The jobless rate of Americans ages 25-34 who have only completed high school is at 10.6 percent. And what’s making it even more difficult for that group is that college grads are competing for low-paying jobs. Forty-four percent of Americans aged 22-27 with a bachelors degree or higher have jobs that don’t require a college education. For households headed by someone 40-years-old or younger, wealth adjusted for inflation remains 30 percent below 2007 levels, according to the Federal Reserve Bank of St. Louis. Some 70 percent of our GDP is consumer driven. Until America becomes a more self-sustaining economy, unemployment—youth or otherwise—will trend from bad to worse.
Are global markets weathering political incompetence, global uprisings and stagnant economies better than expected? If so, what does that mean? Why haven’t markets bottomed out?
Global markets are weathering economic storms for one reason and one reason only. Cheap money! And lots of it! Since the Panic of ’08, global debt has soared more than 40 percent, to $100 trillion, by governments that have essentially “borrowed” their economies out of recession. And, with interest rates at record lows, venture capitalists, hedge funds, private equity groups and assorted high stakes speculators have gone on a cheap money gambling binge. Considering the high levels of speculation based on the availability of cheap money, rather than on sound economic growth, I believe the markets will crash when one or more of the big speculators crash.
What investment areas still look promising to you?
Two years ago, when mortgage rates were at record lows, I invested in pre-Revolutionary War stone buildings in Colonial Kingston. But now, with so much geopolitical and economic uncertainty, for me, only gold shines.
Is gold, so far in 2014, trending as you expected?
Yes. The downside risk, as I see it, is around $1,100. On the upside, when gold breaks strongly above $1,475, I forecast it will be the beginning of the next Gold Bull Run. For me, gold is the ultimate safe haven investment. And in a world of dramatic uncertainty, to me, the down side risk is small compared to the upside potential.
What is your forecast for both residential and commercial real estate growth for the rest of 2014?

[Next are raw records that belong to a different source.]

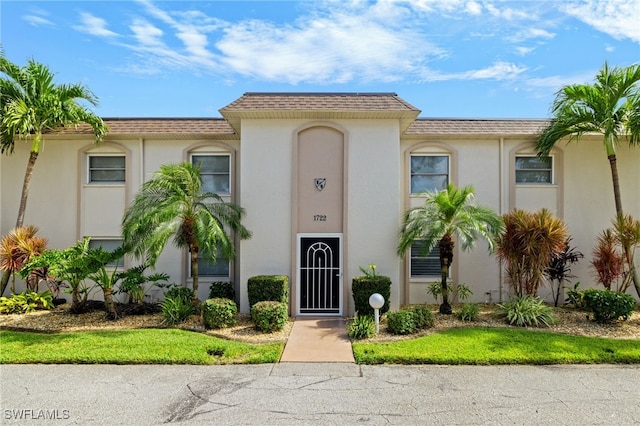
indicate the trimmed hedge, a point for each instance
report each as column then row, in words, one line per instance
column 219, row 313
column 269, row 316
column 273, row 288
column 222, row 289
column 608, row 306
column 363, row 287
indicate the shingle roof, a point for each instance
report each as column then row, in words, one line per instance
column 261, row 101
column 322, row 106
column 216, row 127
column 463, row 126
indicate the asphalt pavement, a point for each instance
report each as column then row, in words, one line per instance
column 319, row 393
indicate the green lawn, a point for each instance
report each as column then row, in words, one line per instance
column 491, row 346
column 142, row 346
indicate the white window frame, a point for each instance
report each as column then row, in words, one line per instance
column 229, row 173
column 412, row 174
column 106, row 182
column 434, row 255
column 549, row 170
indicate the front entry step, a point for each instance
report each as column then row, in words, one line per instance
column 318, row 340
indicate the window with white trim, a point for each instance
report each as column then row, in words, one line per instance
column 422, row 265
column 107, row 169
column 429, row 173
column 108, row 244
column 215, row 172
column 531, row 169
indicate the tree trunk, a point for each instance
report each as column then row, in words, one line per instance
column 446, row 258
column 109, row 305
column 25, row 188
column 23, row 205
column 613, row 162
column 194, row 272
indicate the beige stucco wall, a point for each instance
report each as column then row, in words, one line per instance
column 376, row 179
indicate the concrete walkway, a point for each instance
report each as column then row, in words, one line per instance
column 318, row 340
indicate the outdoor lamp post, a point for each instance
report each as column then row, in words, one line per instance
column 376, row 301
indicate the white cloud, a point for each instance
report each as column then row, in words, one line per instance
column 618, row 18
column 38, row 21
column 497, row 71
column 94, row 26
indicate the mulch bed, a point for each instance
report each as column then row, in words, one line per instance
column 60, row 319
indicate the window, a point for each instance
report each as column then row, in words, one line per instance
column 534, row 170
column 107, row 245
column 106, row 168
column 429, row 173
column 424, row 266
column 214, row 172
column 208, row 267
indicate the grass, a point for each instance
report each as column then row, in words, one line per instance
column 493, row 346
column 140, row 346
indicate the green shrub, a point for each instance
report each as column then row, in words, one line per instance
column 468, row 312
column 269, row 316
column 608, row 306
column 219, row 313
column 526, row 311
column 222, row 289
column 456, row 291
column 178, row 292
column 25, row 302
column 362, row 327
column 575, row 297
column 363, row 287
column 273, row 288
column 402, row 322
column 175, row 309
column 423, row 316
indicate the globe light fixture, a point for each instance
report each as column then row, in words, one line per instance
column 376, row 301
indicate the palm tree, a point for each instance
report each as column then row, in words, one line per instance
column 610, row 107
column 444, row 214
column 30, row 106
column 173, row 203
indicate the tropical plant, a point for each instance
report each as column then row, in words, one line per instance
column 528, row 242
column 31, row 105
column 526, row 311
column 608, row 261
column 174, row 203
column 558, row 270
column 70, row 265
column 608, row 306
column 457, row 291
column 361, row 327
column 98, row 261
column 443, row 215
column 468, row 312
column 25, row 302
column 610, row 107
column 16, row 248
column 614, row 253
column 136, row 285
column 175, row 309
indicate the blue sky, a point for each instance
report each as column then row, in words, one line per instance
column 449, row 58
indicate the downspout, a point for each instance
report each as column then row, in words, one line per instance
column 500, row 206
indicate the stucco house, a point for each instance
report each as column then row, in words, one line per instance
column 324, row 179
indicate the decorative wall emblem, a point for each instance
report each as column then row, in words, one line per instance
column 320, row 183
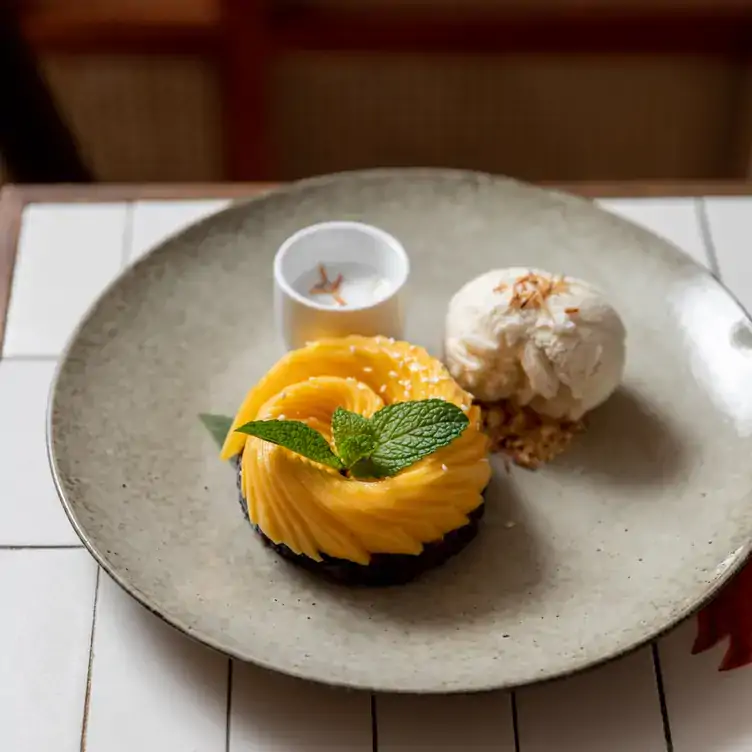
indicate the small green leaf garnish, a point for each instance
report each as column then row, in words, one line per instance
column 295, row 436
column 396, row 437
column 217, row 425
column 407, row 432
column 354, row 437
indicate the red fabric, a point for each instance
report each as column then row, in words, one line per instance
column 729, row 615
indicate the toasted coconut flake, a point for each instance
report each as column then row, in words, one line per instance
column 326, row 287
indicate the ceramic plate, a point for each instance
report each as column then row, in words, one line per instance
column 577, row 563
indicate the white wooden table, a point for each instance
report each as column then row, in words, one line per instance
column 82, row 666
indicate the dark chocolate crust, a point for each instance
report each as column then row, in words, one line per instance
column 384, row 569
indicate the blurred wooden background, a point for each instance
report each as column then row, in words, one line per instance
column 202, row 90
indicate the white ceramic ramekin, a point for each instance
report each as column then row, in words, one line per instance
column 314, row 258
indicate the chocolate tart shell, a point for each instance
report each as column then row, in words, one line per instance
column 383, row 569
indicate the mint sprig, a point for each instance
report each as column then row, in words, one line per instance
column 396, row 437
column 409, row 431
column 296, row 436
column 217, row 425
column 354, row 437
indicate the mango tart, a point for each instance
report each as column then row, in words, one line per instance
column 318, row 512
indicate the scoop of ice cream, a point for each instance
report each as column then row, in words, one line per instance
column 552, row 342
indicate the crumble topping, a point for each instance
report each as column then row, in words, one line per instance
column 528, row 438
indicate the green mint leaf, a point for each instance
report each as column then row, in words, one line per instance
column 409, row 431
column 217, row 425
column 295, row 436
column 354, row 436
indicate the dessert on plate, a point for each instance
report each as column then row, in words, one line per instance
column 362, row 459
column 537, row 351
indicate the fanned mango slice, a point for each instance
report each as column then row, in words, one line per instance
column 315, row 510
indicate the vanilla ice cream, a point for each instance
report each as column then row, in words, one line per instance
column 551, row 342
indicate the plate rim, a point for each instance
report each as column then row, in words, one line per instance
column 741, row 557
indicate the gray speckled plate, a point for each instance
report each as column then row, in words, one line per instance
column 621, row 538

Plain and simple, this has been an interest rate recovery. When the rates go up, real estate goes down. And even with mortgage rates at their current levels, the best of the real estate rebound, I believe, is over.
What future are you seeing for bitcoin?
Bitcoin reminds me a lot of the 1990s “Dot.com Bubble” days. What a show that was. I remember watching CNBC, reading the financial press and tuning into the network morning “news” shows where high-school-age whiz kids, accompanied by their parents, touted companies with no business plans that were selling nothing and making nothing. None of it made sense to me. What was I missing? In the end, not much.
In October 1999, I accurately predicted that bubble would burst by the end the second quarter of 2000. (See Dot.com Bust, Trends Journal, Fall, 1999). I feel much the same way about bitcoin. It’s a digital currency backed by nothing and it is difficult for me to grasp its operating principles and intrinsic value. We saw some proof of that in February when Mt. Gox, the world’s leading bitcoin exchange, vaporized and 850,000 bitcoins belonging to customers evaporated.
However, I do believe there is a future for digital currencies, especially for investment firms and speculators who play it as a gamble. And it has gained some legitimacy following the recent IRS ruling that will treat bitcoin and other virtual currencies like property, such as stocks, and not as currency. That means that using bitcoins in retail transactions would be a taxable “event.” This is just the beginning. The Securities and Exchange Commission and other agencies are still studying whether bitcoin should be regulated. Thus, each country and various government agencies will be issuing decrees and setting rules that will affect digital currencies.